Better assessments for early AMD

The European MACUSTAR consortium is conducting a multi-country clinical study on age-related macular degeneration (AMD) coordinated by the University of Bonn. The clinical study focuses on the intermediate stage of the disease, in which a person’s vision under low-light and low-contrast conditions is impaired. Throughout Europe, a total of 20 study centers will recruit and follow-up with 750 patients. The study rationale and protocol has recently been published in the journal Opthalmologica.

Age-related macular degeneration (AMD) is associated with a progressive loss of photoreceptor cells at the point of sharpest vision. People older than 60 years are most affected, corresponding to around 2.5 million people in the European Union. The number of persons affected by AMD is expected to rise due to increasing life expectancy. Disease progress from an early stage to an intermediate stage is typically associated with low-light and low-contrast vision problems. Late stage AMD usually leads to irreversible central vision loss.

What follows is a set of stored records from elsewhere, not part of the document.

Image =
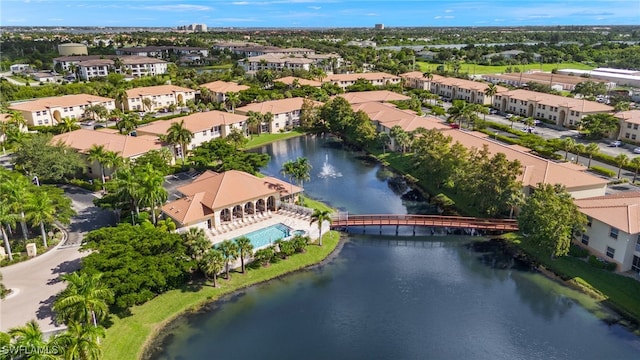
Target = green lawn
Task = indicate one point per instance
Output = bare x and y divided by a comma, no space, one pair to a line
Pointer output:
128,336
621,292
314,204
259,140
491,69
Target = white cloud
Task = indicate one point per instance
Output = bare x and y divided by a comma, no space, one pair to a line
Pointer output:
177,7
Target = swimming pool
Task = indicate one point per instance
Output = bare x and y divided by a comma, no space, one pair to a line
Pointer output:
268,235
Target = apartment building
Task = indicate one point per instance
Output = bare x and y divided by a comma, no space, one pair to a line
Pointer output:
163,52
286,113
219,89
128,147
205,126
613,229
50,111
275,62
451,88
375,78
88,67
629,124
159,97
560,110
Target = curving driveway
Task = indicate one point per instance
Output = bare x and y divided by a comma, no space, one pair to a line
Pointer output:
36,282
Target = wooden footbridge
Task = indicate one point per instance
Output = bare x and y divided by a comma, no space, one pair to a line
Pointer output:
343,220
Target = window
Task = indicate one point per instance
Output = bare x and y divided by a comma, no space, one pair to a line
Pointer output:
613,233
611,252
585,239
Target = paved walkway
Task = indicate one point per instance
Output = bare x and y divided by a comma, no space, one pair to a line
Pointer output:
36,282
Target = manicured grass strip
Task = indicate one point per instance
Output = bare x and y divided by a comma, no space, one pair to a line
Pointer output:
499,69
621,292
259,140
314,204
128,336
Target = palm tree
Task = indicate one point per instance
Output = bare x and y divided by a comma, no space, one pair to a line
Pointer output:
214,262
68,124
491,91
7,218
152,191
245,249
592,149
635,164
177,134
81,342
40,211
232,99
128,122
320,216
567,145
579,149
85,300
197,244
621,160
98,153
26,338
16,190
229,252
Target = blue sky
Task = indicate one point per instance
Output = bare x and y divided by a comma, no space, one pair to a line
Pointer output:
317,13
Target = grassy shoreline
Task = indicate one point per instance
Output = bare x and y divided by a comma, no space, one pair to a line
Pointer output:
129,337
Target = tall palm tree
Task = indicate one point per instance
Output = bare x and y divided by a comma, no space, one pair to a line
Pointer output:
491,91
229,251
635,164
69,124
214,262
7,218
41,211
85,299
592,149
320,216
567,145
16,190
98,153
232,99
245,249
81,342
621,160
152,191
177,134
579,149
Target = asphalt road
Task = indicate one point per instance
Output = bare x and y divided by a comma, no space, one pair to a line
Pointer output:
36,282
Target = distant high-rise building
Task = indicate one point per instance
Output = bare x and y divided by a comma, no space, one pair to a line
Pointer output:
194,27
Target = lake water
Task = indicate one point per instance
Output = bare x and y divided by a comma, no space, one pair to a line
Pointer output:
389,297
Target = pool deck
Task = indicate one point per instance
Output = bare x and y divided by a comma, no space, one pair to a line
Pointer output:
292,221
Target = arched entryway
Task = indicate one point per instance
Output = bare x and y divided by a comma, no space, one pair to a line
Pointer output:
271,203
225,215
260,206
237,212
249,208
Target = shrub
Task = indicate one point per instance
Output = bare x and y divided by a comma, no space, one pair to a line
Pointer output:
601,264
577,251
603,171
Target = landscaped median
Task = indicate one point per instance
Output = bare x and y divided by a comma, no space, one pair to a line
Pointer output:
619,292
128,337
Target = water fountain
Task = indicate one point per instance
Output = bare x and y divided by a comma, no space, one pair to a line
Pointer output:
328,171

Currently, clinical tests available are good at diagnosing the loss of vision in late stage AMD. However, they are not sensitive to changes in vision in earlier stages of the disease, thus, hampering the testing of treatment methods to prevent or delay progression of early AMD stages. Therefore, MACUSTAR is developing novel tests to assess earlier stages of AMD.

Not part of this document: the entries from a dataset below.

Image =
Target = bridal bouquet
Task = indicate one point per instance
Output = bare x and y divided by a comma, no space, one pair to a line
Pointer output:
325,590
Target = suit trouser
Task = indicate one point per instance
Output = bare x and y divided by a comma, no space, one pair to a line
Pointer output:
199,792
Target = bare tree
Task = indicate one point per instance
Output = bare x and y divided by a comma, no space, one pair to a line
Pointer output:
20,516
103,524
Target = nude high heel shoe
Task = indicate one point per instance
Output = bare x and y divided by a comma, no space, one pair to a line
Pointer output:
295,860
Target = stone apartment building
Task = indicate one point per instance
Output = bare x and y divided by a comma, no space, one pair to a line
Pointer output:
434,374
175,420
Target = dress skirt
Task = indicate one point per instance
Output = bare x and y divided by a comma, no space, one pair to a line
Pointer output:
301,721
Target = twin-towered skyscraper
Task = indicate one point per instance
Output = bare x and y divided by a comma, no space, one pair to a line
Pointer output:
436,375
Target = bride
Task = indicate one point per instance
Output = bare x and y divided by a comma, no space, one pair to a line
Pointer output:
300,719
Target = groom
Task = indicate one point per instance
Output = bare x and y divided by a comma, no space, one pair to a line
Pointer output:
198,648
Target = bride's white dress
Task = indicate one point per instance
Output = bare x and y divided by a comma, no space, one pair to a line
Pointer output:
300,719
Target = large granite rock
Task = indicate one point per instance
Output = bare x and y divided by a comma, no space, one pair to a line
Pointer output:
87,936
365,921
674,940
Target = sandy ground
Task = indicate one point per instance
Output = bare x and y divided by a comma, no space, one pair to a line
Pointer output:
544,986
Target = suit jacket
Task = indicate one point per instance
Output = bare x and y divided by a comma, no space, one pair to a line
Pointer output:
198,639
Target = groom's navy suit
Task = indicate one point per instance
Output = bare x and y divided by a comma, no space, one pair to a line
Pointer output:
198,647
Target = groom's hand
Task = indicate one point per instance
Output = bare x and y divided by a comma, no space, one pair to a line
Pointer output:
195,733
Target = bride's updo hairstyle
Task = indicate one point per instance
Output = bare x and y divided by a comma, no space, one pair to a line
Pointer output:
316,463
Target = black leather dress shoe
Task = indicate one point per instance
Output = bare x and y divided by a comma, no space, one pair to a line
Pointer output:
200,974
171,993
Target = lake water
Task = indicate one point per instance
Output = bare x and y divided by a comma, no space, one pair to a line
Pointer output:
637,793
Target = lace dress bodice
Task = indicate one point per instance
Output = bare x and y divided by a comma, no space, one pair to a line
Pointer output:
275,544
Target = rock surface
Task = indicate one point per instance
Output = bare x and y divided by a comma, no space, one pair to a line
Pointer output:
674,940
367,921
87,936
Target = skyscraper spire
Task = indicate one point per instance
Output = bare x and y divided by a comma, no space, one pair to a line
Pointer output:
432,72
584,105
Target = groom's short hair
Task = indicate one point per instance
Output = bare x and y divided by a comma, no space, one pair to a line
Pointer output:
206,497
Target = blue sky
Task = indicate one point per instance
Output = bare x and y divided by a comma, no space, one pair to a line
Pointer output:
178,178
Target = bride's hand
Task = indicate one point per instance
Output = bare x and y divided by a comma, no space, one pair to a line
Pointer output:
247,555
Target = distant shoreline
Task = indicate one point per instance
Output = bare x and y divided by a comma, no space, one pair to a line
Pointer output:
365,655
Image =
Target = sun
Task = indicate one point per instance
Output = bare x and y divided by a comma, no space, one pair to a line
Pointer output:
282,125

20 Study Centers Examine 750 Patients in Europe

The core of the MACUSTAR project is a three-year observational study of 750 patients who have intermediate and other stages of AMD. They will be recruited by 20 participating clinical trial centers in seven European countries. Aim of the investigation is to find variables that provide reliable information on disease progression or stability, which could then be further developed into clinical tests.

The article published in the peer-reviewed journal Ophthalmologica summarizes the methods used to assess AMD and its impact on function and quality of life. For example, high-resolution imaging techniques will provide information on anatomical changes in the retina. Besides conventional visual function tests, vision under low-light conditions and contrast vision will be determined. Researchers will also capture the light sensitivity of the macula, the duration of dark adaptation, and reading speed and visual path navigation under low-light conditions. In addition, questionnaires will provide information on how visual impairment is perceived by the study participants. The MACUSTAR consortium aims to identify the best method or combination of methods that indicate if a novel therapeutic approach can stop AMD progression in the future.

The Consortium

Besides the University of Bonn and GRADE Reading Center Bonn, Moorfields Eye Hospital London (MBRC), University College London (UCL), City University of London (City), Fondation Voir et Entendre (FVE) Paris, Association for Innovation and Biomedical Research on Light and Image (AIBILI) Coimbra, Radbound University Medical Center (RUMC) Nijmegen, University of Sheffield and the European Clinical Research Infrastructures Network (ECRIN) Paris as well as the companies Bayer AG, Novartis Pharma AG, Carl Zeiss-Meditec and F. Hoffmann La-Roche are involved.

The MACUSTAR consortium received a €16 million grant from the Innovative Medicines Initiative 2 Joint Undertaking (IMI2 JU) supported by the Horizon 2020 European Union Research and Innovation Framework Program and EFPIA.